Ian Fenn, 51, from Tooting, who was diagnosed with autism two years ago, said on This Morning on Tuesday that Chloe the rescue cat sits on his shoulders and stops him from feeling ‘overwhelmed’ and ‘anxious’.
However outraged viewers took to Twitter to argue a cat can’t be considered as an assistance animal, with one person saying a ‘cat can’t lead a blind person or alert to fits.’
Web designer Ian was asked to leave a branch of the supermarket in south London in March because of his feline friend.
Sainsbury’s, which welcomes assistance dogs, argues that cats pose a food hygiene risk, but has asked its environmental health team to try to find a solution.
Ian is taking the supermarket giant to court to argue his case which could set a new legal precedent.
The Equality Act 2010 puts a duty on employers to make reasonable adjustments to the workplace or its practices to ensure disabled people are not at a substantial disadvantage.
Chloe the rescue cat sits on his shoulders and stops him from feeling ‘overwhelmed’ and ‘anxious’
This Morning viewers were outraged after Ian Fenn, 51, from Tooting, who was diagnosed with autism two years ago, sued Sainsbury’s for banning his ‘assistance rescue cat’ Chloe
One viewer wrote: ‘To stop people taking the mick with assistance animals. A cat can’t lead a blind person, a cat not trained can’t alert to fits etc. he makes a mockery of those of us that have all of the appropriate training for guide dogs.
She continued: ‘Please give me all of the appropriate proof of the cat being trained. Assistance animals go through months sometimes years of rigorous training to be a guide dog or medical assistance dog… if this cat hasn’t been trained then it doesn’t qualify with the laws. There’s legit laws.
Using his cat account @chloe_blackcat Ian replied: ‘I do have proof of training. And I offered it to Sainsbury’s. They refused to consider it.’
Outraged This Morning viewers were quick to turn to Twitter to voice their opinions on Ian’s assistance cat
Another person said: ‘Assistance animals go through training to allow their human to access things they would not be able to.
‘This cat fellow talks about him training the cat to come with him.
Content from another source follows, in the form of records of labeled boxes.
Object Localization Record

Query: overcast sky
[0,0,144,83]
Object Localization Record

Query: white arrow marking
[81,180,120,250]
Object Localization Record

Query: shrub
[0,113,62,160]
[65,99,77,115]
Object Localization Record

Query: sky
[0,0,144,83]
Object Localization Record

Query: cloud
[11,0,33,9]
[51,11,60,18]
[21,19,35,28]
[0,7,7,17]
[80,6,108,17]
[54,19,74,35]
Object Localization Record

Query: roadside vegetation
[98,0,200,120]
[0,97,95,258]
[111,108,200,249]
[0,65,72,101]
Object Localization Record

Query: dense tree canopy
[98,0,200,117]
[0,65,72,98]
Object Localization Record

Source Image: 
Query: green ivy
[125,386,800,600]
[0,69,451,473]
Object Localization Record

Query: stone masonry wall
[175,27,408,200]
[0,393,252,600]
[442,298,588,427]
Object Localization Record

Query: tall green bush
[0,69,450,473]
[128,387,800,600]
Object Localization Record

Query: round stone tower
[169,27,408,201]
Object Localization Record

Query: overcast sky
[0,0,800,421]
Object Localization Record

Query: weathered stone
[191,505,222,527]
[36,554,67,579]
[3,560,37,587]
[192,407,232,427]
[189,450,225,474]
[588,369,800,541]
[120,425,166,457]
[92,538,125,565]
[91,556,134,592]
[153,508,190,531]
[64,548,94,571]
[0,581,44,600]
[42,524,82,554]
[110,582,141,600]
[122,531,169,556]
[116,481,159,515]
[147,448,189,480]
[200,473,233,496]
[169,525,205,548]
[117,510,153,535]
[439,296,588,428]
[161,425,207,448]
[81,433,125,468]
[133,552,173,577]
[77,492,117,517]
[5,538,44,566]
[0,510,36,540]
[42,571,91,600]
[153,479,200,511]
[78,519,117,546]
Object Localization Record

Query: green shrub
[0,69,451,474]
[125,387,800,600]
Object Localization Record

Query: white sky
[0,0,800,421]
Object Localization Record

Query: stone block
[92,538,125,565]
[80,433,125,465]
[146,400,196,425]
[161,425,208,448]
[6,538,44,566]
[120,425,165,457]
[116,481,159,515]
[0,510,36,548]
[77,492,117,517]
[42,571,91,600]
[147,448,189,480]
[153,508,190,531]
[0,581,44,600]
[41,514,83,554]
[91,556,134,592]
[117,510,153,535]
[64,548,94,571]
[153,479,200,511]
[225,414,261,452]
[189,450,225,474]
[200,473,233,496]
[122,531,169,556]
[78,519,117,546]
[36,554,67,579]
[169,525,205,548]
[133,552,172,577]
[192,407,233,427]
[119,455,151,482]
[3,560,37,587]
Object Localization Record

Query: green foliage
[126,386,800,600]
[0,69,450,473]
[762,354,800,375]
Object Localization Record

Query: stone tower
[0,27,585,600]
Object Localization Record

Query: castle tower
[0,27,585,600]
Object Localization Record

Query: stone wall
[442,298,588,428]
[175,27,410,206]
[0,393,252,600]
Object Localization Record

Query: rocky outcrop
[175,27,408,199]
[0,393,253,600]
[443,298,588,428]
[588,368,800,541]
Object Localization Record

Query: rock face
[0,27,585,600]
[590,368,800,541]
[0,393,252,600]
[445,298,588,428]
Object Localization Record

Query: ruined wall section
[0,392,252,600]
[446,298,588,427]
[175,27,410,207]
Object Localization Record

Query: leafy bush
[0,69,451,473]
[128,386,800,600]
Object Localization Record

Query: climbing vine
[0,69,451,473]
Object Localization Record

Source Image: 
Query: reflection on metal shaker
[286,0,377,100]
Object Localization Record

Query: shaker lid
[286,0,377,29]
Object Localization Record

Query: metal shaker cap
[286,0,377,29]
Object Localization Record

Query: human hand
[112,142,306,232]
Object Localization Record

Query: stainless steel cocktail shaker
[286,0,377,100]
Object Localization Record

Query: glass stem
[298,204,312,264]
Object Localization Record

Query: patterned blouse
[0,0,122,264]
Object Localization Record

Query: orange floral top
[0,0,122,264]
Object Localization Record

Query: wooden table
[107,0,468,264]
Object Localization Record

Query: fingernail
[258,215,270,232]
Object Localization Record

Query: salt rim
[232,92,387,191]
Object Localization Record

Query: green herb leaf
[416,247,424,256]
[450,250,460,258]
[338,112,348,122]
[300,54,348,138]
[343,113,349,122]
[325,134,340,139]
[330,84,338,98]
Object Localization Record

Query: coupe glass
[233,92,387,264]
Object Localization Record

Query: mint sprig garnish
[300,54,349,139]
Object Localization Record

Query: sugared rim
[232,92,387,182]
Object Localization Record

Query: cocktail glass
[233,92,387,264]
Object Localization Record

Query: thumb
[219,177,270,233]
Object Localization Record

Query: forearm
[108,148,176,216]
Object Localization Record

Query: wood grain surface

So how is the cat the support unless he is training it for others #ThisMorning’
Another viewer pointed out: ‘Is it the same training that all the other animals go through? I’m sorry but your cat is what’s called an emotional support cat, it doesn’t alert to fits or to diabetic issues, doesn’t guide you as a blind person, it’s there because you “don’t do well” talking to people.
Ian argued that his cat does much of what an autism assistant dog does.
Using his cat account @chloe_blackcat Ian argued that his cat does much of what an autism assistant dog does
He said: ‘I’m sorry if you do not understand autism. Chloe does much of what an autism assistance dog does. Your tone suggests you’re not interested in learning.’
When some people questioned about customers with cat allergies, Ian replied: ‘Chloe is treated to prevent human allergies. Sainsbury’s allow assistance dogs and dog allergies are a marginally bigger issue than cat allergies, according to the latest data.’
Ian took to Chloe’s Twitter profile to explain: ‘Having a hidden disability means having to constantly provide other humans with explanations. It also means some of those humans will tell you that you would have got what you were entitled to if you had asked nicely.’